Dire que la liste de «Bennoo bokk yakaar» à Mbacké est celle de la Communauté mouride, n’est-il pour une façon de soutenir le régime de Macky Sall ?
Je vous remercie pour l’opportunité que vous me donner de m’adresser aux Sénégalais, particulièrement aux talibés mourides. Les membres de la liste de «Bennoo bokk yakaar» de Mbacké et Touba sont allés rendre visite au Khalife général des mourides qui est le guide suprême de la Communauté pour des prières, parce que rien ne se fait à Touba sans au préalable qu’il en soit informé, selon la tradition mouride. Ils sont ensuite venus, ici, le vendredi, pour m’informer de la composition de la liste et recueillir des prières. Ce que nous avons fait. Sur cette liste figurent des petits-fils et des talibés de Serigne Touba. Et tout le monde connaît les relations qui ont existé entre Serigne Bara, le père de Serigne Galasse Kaltom, tête de liste de la Coalition et moi-même. Ils ont aussi décline leur projet pour la ville. Compte tenu de tout cela, j’ai effectivement dit que la Communauté se retrouve dans cette liste. Mais, cela ne signifie pas que la Communauté soutient la Coalition «Bennoo bokk yakaar», parce qu’un soutien de la Communauté à une liste est du ressort exclusif du Khalife général qui reste à égale distance des partis et Coalitions de partis, comme il l’a du reste fait, lors de l’élection présidentielle. Donc, toute Coalition ou parti qui viendra solliciter des prières auprès du Khalife sera accueilli par la Communauté à bras ouverts.
Donc, on peut dire sans risque de se tromper que l’ère des «ndigël» est révolue ?
C’est une expression que les gens utilisent depuis l’élection présidentielle, mais il faut qu’ils se détrompent. Certains fils de Serigne Touba, durant leur règne à la tête de la Communauté mouride, avaient reçu dans leur mission des instructions du fondateur du mouridisme de se prononcer sur des questions politiques et même de choisir des candidats à soutenir pour le bien-être des Sénégalais. C’était le cas de Serigne Abdou Ahad, Serigne Fallilou, etc. Sous le règne de Serigne Saliou, il n’y a jamais eu de «ndigël». Il disait qu’il n’a rien à faire ou défaire en politique. C’est l’instruction qu’il avait reçue de Serigne Touba. Et il nous disait : «Cela ne signifie pas que je n’ai pas d’avis sur les questions politiques. Mais, le jour où j’aurai l’autorisation d’en parler, je le ferai». Toute sa vie durant, il n’a pas reçu cette autorisation. Donc, il ne s’est jamais prononcé sur des questions politiques. L’actuel Khalife n’a pas encore reçu cette instruction de s’exprimer en politique.Et comme je l’ai dit lors du Magal, le jour où Serigne Sidy Mokhtar recevra un «ndigël» du fondateur du mouridisme de s’exprimer sur une question politique ou de se prononcer en faveur d’un candidat, il le fera sans aucune pression. Pour vous dire que l’ère du «ndigël» n’est jamais révolue chez le mouride.

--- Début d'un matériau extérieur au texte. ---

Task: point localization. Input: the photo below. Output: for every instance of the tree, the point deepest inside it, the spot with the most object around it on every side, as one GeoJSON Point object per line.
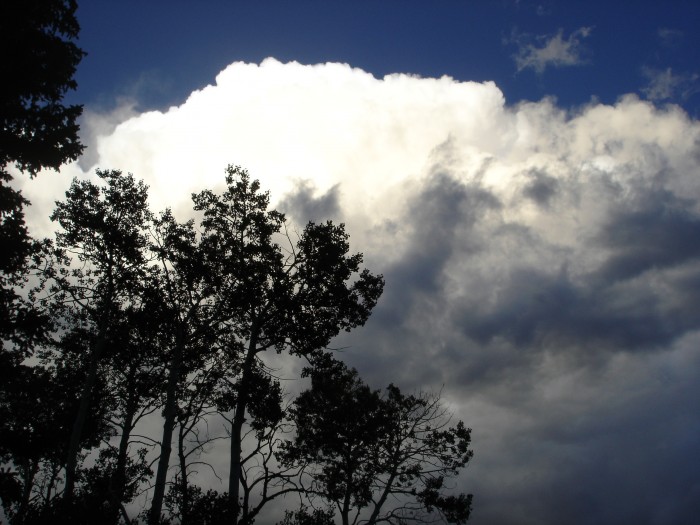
{"type": "Point", "coordinates": [362, 448]}
{"type": "Point", "coordinates": [100, 266]}
{"type": "Point", "coordinates": [291, 297]}
{"type": "Point", "coordinates": [37, 131]}
{"type": "Point", "coordinates": [189, 316]}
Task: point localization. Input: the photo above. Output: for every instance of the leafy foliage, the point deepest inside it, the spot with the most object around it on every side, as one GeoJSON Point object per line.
{"type": "Point", "coordinates": [361, 446]}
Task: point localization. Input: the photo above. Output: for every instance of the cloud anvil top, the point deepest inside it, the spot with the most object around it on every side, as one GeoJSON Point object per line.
{"type": "Point", "coordinates": [541, 263]}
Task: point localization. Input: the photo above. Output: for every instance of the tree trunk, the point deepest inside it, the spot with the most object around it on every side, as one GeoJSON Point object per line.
{"type": "Point", "coordinates": [119, 479]}
{"type": "Point", "coordinates": [169, 413]}
{"type": "Point", "coordinates": [185, 502]}
{"type": "Point", "coordinates": [235, 471]}
{"type": "Point", "coordinates": [81, 416]}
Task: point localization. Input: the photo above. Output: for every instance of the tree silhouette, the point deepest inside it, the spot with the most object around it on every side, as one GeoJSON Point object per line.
{"type": "Point", "coordinates": [293, 298]}
{"type": "Point", "coordinates": [361, 448]}
{"type": "Point", "coordinates": [36, 131]}
{"type": "Point", "coordinates": [100, 266]}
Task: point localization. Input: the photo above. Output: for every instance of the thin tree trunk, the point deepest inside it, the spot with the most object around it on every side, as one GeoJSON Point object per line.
{"type": "Point", "coordinates": [119, 479]}
{"type": "Point", "coordinates": [81, 416]}
{"type": "Point", "coordinates": [235, 470]}
{"type": "Point", "coordinates": [185, 503]}
{"type": "Point", "coordinates": [169, 413]}
{"type": "Point", "coordinates": [29, 473]}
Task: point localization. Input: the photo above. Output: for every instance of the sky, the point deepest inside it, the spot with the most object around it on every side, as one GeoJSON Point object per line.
{"type": "Point", "coordinates": [523, 174]}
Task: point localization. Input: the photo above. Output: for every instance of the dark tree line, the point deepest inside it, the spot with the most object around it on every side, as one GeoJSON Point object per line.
{"type": "Point", "coordinates": [128, 317]}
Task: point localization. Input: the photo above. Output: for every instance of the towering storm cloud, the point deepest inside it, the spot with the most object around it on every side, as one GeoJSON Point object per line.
{"type": "Point", "coordinates": [542, 264]}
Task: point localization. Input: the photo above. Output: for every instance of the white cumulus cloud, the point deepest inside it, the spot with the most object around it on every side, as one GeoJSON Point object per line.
{"type": "Point", "coordinates": [541, 264]}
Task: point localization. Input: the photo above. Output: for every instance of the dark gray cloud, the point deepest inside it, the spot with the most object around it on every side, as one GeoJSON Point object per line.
{"type": "Point", "coordinates": [542, 265]}
{"type": "Point", "coordinates": [483, 302]}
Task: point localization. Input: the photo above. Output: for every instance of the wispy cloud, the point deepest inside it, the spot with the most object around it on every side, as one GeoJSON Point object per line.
{"type": "Point", "coordinates": [540, 52]}
{"type": "Point", "coordinates": [670, 38]}
{"type": "Point", "coordinates": [543, 266]}
{"type": "Point", "coordinates": [664, 84]}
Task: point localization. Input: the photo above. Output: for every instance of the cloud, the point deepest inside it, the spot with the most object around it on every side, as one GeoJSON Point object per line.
{"type": "Point", "coordinates": [664, 84]}
{"type": "Point", "coordinates": [541, 264]}
{"type": "Point", "coordinates": [670, 38]}
{"type": "Point", "coordinates": [550, 50]}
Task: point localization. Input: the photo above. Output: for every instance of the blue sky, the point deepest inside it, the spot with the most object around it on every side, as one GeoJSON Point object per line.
{"type": "Point", "coordinates": [536, 215]}
{"type": "Point", "coordinates": [162, 51]}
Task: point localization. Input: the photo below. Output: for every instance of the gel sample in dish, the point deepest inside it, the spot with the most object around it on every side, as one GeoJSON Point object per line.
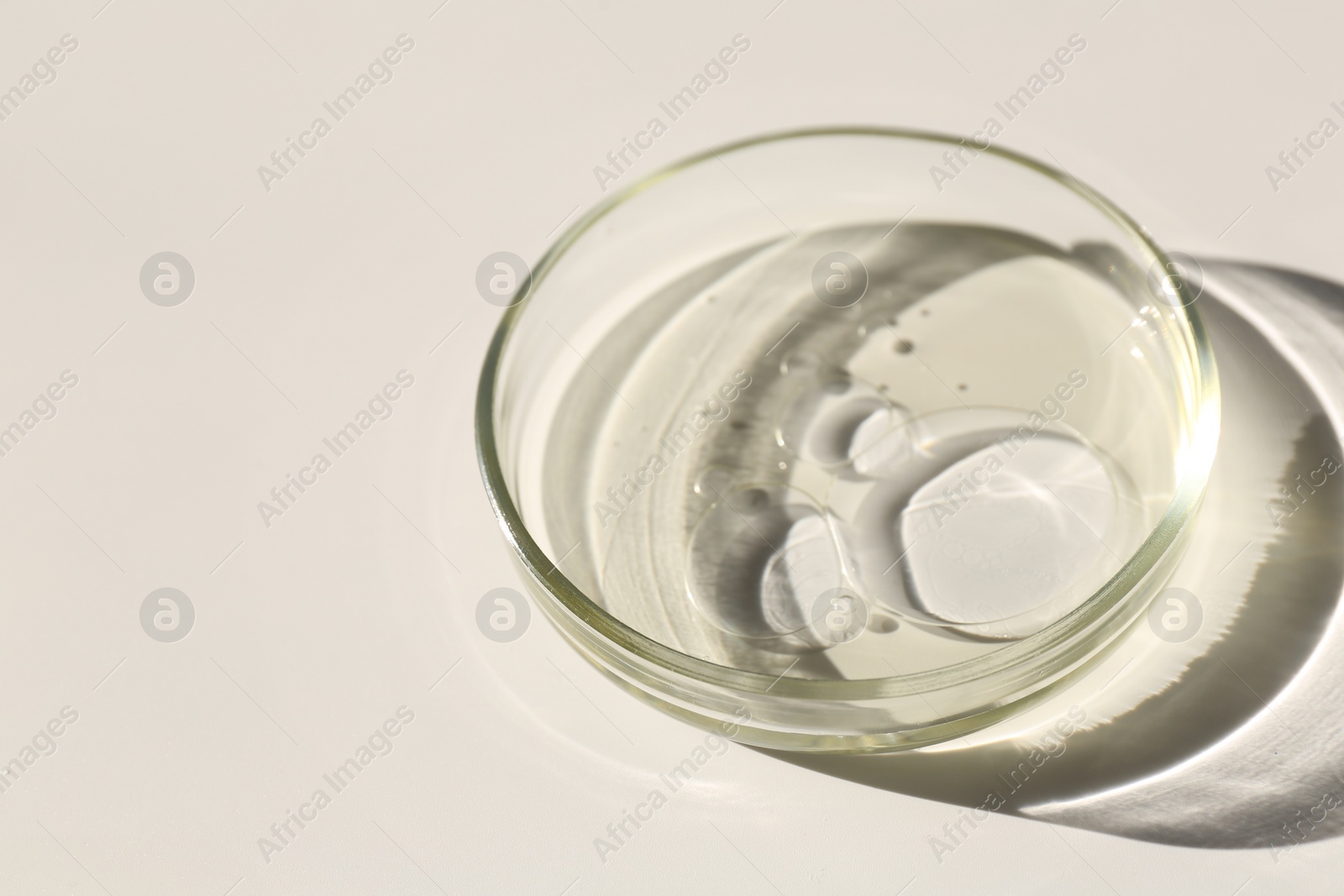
{"type": "Point", "coordinates": [869, 485]}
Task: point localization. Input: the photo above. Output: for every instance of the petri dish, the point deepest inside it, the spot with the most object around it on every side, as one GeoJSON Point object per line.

Certains parlent de pression exercée sur les chefs religieux qui hésitent à se prononcer sur des questions politiques, de peur d’être désavoués par le peuple souverain ?
Vous me rappelez les propos que j’ai tenus, lors du dernier Magal de Touba. Le Khalife général jouit d’une indépendance d’esprit et d’actions qui font qu’il ne peut céder à aucune sorte de pression, d’où que cela puisse venir. Le pouvoir qu’il tient, par la grâce de Dieu, est plus large et plus important. Il est mieux écouté que les politiques, et ses désirs sont exécutés à la minute. Comment peut-il donc subir une pression pour refuser de se prononcer sur des questions politiques ? C’est le moment qui n’est pas encore venu pour lui de le faire. Celui qui subit une pression et se laisse faire a forcément deux contraintes. La première est peut-être un souhait ou un voeu important qu’il soumette à l’Exécutif, et se tient prêt à se plier pour obtenir gain de cause. La deuxième, une crainte extrême qui l’oblige à chercher protection au sein du pouvoir, pour se couvrir. Dieu merci, le Khalife de Serigne Touba n’est jamais confronté à un tel dilemme. Pourquoi subir une pression ? Et il ne faut pas oublier que la politique ne se limite pas à donner une consigne de vote pour un candidat. Lorsque le pays était dans l’impasse, Serigne Sidy Mokhtar a été le premier à appeler les Sénégalais à la retenue et au respect du verdict de la Cour constitutionnelle. Il avait aussi demandé l’arrêt des manifestations. Ces propos peuvent toujours plaire à un camp et déplaire à un autre, et chacun y va de son propre commentaire.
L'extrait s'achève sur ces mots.